The nation had barely digested that innovation when the new millennium brought in more radical changes. One was Education Blueprint 2001-2010, the grand design envisioned by ministry bureaucrats; and soon right after, the National Brains Trust Report of 2002. It is highly significant that these two major proposals, with their far ranging implications, were made without wide public discussions or input. They were not even presented to Parliament.

In addition to these two major reform efforts, there were other significant decisions made during this time that had great impact on schools specifically and education generally. What is significant and frightening was the cavalier way in which these weighty matters were decided. The use of English to teach mathematics and science was made in response to a resolution passed at an UMNO divisional meeting.

Of course the division that made the resolution was the prime minister’s own; hence its extraordinary holding power. In Malaysia nothing happens spontaneously. The other equally significant initiative – to admit non-Malays into MARA residential schools – was also made extemporaneously by the Prime Minister. Purportedly this was part of his overall attempt at injecting merit into the system. The only revealing aspect to that decision is that he now finally acknowledges that there is no consideration of merit in the current system.

I agree with both initiatives and made similar recommendations in my The Malay Dilemma Revisited. I advocated non-Bumiputras be admitted to all residential schools both to increase the competitiveness as well as reduce the insularity. But I went further. These non-Bumiputras as well as those Bumiputras who could afford it, should bear the full costs. These schools should revert to their original mission of being an outreach program for the poor who do not have ready access to quality schools.

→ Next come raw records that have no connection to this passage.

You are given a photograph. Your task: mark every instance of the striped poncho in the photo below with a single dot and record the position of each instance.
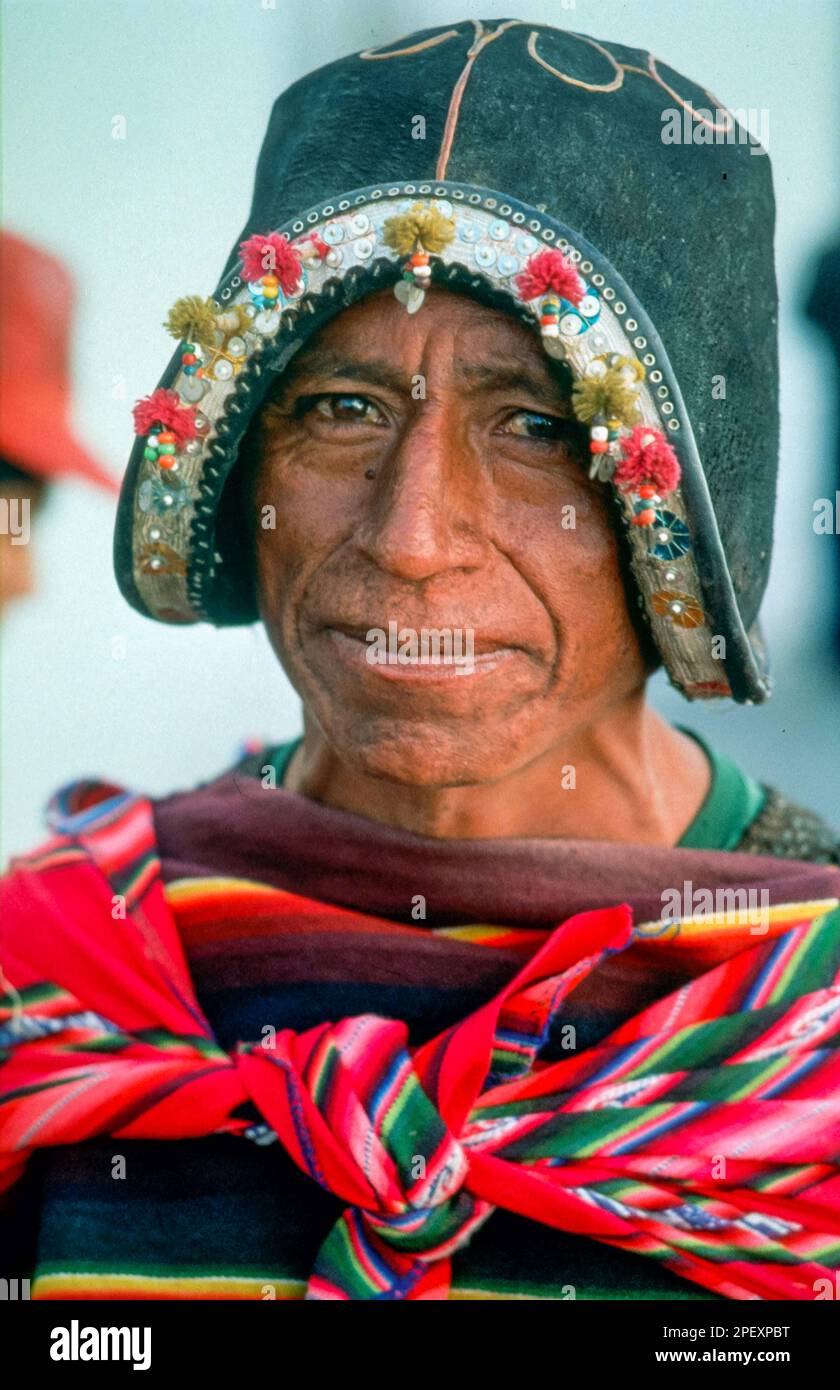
(461, 1105)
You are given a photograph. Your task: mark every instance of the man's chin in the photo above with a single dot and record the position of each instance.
(412, 754)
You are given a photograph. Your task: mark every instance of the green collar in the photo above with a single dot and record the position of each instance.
(732, 802)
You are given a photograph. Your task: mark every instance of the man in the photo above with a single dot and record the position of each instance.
(36, 442)
(512, 987)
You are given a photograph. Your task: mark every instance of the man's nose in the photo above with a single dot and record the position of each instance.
(427, 503)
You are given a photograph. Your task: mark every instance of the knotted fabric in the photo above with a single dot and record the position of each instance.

My other recommendation was to teach science and mathematics in English at these schools. It would be a way to attract more Bumiputras to pursue those subjects, and as the students are smarter, the plan would more likely succeed and the kinks more easily ironed out. Once the system was running smoothly, then it could be expanded onto regular schools.

Like others, I too have deep reservations on the workability of the government’s current proposals. It would not surprise me that there would be few non-Bumiputras eager for the MARA slots. This was confirmed by the headlines in November 2002. Non-Bumiputras are not the only ones who are unimpressed with MARA. To many Malays especially those in the private sector and the professions, MARA is synonymous with mediocrity. Few send their children to MARA institutions.

Likewise with the teaching of science and mathematics in English; I anticipate problems not only with textbooks but also the teachers.